The past years have witnessed continued positive impact on the related morbidity and mortality. To date, a majority of the AIDS related indicators tracked and monitored (deaths, ill-health retirements and productive time lost to illness (sick leave days taken) continue to register downward trends and negative growth.

Present Challenges

Our programme success is not without challenges. The following are some but a few of the immediate challenges we are facing

  • The strides made in mitigating the HIV/AIDS risk may breed complacency and a false sense of security. Recreating the HIV/AIDS burning platform in this environment of ‘success’ becomes a serious challenge to contend with
  • Balancing time for HIV/AIDS interventions in the workplace and production demands
  • Sustaining prevention initiatives in the ART era and keeping HIV negative people negative
  • High HIV/AIDS knowledge with minimal translation into visible behaviour change, de-stigmatization and normalization of HIV/AIDS
  • Scaling up VCT/partner disclosure and registration on the ART programme
  • Possible onset of long term complications of ART? ‘Pill’ fatigue?

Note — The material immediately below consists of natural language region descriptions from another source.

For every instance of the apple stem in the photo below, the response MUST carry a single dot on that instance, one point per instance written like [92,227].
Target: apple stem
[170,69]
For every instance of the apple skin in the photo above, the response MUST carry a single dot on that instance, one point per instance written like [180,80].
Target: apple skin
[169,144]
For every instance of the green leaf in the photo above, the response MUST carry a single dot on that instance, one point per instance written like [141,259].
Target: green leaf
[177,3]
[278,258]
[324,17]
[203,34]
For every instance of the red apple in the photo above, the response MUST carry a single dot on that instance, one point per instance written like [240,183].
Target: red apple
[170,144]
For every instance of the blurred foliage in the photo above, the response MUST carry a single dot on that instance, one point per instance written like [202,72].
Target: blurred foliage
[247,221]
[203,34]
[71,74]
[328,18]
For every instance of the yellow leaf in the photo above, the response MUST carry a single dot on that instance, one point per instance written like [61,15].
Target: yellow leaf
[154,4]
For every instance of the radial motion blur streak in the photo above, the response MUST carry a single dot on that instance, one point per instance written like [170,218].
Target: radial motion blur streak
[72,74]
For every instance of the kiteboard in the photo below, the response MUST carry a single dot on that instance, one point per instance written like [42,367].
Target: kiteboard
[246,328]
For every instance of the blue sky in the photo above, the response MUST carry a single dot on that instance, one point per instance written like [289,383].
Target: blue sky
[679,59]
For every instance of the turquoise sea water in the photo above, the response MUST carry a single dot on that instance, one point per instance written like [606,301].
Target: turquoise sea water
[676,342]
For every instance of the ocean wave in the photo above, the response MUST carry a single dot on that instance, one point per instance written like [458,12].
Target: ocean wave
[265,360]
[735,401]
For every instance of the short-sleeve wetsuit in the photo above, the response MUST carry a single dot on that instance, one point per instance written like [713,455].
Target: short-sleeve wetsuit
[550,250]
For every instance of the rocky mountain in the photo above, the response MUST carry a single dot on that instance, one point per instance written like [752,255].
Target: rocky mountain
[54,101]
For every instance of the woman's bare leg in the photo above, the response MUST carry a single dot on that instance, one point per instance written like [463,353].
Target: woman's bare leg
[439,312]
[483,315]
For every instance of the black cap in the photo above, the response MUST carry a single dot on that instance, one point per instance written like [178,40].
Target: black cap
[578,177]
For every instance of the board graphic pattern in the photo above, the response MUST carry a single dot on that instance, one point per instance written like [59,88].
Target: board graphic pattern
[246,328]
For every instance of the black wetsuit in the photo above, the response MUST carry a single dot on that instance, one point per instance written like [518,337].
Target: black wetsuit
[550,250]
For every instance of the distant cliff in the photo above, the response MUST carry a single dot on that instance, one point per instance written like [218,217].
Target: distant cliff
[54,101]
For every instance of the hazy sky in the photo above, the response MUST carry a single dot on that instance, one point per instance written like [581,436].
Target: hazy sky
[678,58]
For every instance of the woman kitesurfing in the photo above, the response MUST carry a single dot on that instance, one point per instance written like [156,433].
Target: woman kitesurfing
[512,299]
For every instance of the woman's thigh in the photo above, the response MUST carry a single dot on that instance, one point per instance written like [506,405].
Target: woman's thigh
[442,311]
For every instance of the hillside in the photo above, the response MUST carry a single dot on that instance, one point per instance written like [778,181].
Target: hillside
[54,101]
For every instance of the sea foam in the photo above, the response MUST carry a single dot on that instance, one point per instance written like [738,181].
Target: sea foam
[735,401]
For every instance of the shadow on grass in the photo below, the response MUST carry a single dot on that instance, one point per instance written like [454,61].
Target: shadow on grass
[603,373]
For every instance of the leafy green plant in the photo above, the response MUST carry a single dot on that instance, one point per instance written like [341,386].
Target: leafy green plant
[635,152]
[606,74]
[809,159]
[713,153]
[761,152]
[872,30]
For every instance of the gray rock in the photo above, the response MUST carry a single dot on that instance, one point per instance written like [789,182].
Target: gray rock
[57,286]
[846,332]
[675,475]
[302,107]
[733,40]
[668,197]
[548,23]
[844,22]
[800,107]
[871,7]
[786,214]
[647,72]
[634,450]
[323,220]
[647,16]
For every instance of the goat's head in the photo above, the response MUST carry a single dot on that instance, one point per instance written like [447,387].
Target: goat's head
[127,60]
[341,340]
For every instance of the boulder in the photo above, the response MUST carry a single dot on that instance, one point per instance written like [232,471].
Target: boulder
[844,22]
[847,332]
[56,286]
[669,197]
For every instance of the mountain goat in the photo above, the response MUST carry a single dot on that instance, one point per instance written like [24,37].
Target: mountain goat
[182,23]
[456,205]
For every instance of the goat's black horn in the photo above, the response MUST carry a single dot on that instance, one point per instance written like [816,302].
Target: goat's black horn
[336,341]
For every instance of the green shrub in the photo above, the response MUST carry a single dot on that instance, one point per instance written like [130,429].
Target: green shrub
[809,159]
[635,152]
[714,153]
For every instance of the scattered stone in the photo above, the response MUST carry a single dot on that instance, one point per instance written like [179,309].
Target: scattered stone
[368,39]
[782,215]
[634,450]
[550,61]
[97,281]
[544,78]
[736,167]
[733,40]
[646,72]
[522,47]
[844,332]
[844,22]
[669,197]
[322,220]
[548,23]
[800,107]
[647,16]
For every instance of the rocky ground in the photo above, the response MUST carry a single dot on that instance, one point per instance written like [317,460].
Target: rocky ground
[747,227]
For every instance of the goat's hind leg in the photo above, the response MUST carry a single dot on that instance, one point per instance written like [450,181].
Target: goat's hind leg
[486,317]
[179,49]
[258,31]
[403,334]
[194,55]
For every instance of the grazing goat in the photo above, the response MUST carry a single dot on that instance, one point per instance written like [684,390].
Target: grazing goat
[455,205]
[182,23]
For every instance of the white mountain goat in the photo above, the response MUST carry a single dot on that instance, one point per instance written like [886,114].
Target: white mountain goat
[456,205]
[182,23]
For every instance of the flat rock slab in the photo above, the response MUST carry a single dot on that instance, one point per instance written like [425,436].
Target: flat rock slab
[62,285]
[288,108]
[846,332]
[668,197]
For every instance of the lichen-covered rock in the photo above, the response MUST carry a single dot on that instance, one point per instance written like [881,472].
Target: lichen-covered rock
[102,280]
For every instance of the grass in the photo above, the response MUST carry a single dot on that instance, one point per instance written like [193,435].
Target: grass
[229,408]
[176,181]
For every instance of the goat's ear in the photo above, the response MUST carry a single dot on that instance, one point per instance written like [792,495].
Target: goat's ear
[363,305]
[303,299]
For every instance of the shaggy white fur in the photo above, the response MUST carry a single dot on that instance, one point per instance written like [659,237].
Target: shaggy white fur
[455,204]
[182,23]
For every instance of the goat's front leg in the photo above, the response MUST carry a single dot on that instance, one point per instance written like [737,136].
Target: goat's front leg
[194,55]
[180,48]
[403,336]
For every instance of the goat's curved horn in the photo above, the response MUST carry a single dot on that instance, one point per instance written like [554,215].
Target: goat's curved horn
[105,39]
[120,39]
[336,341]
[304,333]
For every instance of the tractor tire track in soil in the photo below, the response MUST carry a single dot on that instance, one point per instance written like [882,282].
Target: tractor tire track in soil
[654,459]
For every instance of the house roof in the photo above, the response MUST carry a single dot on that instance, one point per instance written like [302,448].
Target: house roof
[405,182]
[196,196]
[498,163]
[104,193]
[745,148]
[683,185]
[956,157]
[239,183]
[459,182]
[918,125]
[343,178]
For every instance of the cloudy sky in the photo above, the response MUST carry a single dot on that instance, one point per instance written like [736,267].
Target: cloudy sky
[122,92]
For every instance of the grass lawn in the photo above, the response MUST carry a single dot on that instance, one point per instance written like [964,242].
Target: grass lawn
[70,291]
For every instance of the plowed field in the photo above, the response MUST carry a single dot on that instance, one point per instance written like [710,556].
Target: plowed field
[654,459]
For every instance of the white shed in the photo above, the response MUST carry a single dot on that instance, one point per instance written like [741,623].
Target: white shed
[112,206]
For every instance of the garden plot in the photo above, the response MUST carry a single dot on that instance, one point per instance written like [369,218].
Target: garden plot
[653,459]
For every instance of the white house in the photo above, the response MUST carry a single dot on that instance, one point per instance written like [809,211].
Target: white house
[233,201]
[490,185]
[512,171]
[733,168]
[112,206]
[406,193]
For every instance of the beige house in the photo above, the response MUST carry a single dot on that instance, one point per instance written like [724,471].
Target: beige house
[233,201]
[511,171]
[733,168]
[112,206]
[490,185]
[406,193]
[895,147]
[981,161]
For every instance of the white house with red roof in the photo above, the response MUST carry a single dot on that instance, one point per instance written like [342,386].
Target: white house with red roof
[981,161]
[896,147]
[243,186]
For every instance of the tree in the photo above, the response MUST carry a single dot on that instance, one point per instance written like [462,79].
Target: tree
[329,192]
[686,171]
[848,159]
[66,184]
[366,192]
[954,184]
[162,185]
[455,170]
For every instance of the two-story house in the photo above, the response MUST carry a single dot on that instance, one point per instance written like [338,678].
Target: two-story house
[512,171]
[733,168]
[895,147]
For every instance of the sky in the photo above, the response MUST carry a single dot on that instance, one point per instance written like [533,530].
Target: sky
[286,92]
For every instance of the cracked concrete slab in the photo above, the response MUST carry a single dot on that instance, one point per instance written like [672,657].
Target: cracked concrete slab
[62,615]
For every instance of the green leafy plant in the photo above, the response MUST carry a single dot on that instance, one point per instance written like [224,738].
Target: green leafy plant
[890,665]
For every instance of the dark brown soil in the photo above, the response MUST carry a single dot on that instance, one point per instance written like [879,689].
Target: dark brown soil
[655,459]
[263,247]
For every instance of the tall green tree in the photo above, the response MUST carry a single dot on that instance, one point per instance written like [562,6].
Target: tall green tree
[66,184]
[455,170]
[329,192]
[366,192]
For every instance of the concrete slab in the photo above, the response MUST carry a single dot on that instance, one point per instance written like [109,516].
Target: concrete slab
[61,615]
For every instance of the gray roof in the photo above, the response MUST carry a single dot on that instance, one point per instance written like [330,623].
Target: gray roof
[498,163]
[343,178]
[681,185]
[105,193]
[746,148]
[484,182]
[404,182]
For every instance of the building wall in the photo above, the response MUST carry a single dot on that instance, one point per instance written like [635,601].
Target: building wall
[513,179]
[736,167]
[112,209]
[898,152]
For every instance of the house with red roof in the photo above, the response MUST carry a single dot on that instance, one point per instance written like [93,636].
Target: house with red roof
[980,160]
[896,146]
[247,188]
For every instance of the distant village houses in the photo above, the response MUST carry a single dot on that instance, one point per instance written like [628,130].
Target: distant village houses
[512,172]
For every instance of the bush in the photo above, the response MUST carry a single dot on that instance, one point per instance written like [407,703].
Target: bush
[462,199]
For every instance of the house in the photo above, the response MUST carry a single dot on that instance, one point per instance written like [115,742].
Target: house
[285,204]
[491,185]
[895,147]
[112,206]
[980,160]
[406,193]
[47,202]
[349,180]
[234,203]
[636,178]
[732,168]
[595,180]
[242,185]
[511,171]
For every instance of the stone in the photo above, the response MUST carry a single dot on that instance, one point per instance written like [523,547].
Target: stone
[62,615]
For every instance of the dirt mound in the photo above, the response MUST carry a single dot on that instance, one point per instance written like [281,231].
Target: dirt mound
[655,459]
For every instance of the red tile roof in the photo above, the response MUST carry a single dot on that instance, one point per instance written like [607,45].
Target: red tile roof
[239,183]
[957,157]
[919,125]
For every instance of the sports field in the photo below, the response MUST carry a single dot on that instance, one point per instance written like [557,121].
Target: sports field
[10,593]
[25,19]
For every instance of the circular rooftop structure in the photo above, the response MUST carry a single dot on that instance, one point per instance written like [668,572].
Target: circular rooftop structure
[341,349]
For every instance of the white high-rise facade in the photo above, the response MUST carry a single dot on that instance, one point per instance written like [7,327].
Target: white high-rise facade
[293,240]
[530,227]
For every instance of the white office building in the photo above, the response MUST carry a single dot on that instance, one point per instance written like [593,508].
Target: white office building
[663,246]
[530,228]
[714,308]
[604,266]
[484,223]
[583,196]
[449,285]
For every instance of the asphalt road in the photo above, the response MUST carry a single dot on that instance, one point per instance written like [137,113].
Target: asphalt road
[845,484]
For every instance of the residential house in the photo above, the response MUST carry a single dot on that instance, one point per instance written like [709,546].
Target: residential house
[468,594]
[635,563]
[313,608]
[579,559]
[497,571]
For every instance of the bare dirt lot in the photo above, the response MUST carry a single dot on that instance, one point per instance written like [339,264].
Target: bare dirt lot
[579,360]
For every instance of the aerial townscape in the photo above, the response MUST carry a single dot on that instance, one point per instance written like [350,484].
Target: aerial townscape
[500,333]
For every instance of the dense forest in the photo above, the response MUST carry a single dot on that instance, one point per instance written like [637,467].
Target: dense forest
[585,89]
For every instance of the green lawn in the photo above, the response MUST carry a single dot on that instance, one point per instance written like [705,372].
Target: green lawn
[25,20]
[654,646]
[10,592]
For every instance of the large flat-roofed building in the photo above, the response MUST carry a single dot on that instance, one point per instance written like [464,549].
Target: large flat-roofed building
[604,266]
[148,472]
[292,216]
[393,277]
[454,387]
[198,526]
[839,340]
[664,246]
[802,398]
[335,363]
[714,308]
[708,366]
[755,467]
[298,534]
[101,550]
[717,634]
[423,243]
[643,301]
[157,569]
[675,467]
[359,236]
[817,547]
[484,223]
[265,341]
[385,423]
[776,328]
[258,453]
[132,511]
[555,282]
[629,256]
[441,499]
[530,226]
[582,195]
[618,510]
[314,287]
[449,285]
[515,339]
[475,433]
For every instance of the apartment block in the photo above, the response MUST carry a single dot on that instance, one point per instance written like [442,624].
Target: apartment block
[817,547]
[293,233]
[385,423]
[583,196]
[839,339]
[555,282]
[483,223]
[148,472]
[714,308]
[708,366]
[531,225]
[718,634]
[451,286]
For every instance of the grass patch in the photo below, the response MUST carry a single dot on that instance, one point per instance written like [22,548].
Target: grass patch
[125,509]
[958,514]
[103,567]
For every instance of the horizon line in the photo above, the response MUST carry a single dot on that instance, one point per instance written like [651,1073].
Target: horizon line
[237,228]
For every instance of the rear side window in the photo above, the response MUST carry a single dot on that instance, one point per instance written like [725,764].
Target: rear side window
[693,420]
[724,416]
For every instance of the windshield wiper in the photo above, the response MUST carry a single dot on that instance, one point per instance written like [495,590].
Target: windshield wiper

The fact that ART only prolongs life but does not cure AIDS?
  • Late registration on the disease management programme for care and support
  • Ensuring adherence to treatment
  • Forging value –adding partnerships and collaborations with the community in prevention strategies/programmes without the sense of being paternalistic ‘fathering’

HIV/AIDS Medication
In line with the philosophy of extending productive lives of its employees, Debswana will continue to enhance its HIV/AIDS programme.​​


Learning Points

In the time that we have been involved in this fight, we have learned that

  • HIV/AIDS is a business issue because it impacts on the performance of individual employees, which in turn impacts productivity of the Company.
  • The impact of HIV/AIDS on the business can be minimised through structured workplace programmes.
  • Collaboration is key - companies do not exist in isolation, they must join hands with others.
  • It is not enough to monitor costs alone and it is equally important to identify critical posts in order to target them for specific risk reduction strategies.
  • Engagement of the Unions must be on a joint problem solving approach.
  • Confidentiality can be a disabling concept, which needs to be defined in context and managed consistently across the Company.
  • For sustainability purposes, it is critical to put equal focus on prevention efforts.
  • Change of behaviour requires more targeted and individualised communication.

It therefore requires:

  • Active involvement and visible support from top management with real commitment not compliance.
  • Managers who are AIDS competent. No serious organisation entrusts their finances to a financially incompetent management team.
  • Adequate systems to measure and monitor AIDS impact on the business both before and after interventions.
  • Adequate resources at appropriate levels to manage its impact and support those who are infected (budget and people)
  • Continuing education for support staff and benchmarking opportunities.

Support structures and prevention programmes must address the various interest groups i.e. they must be age and gender sensitive (not neutral).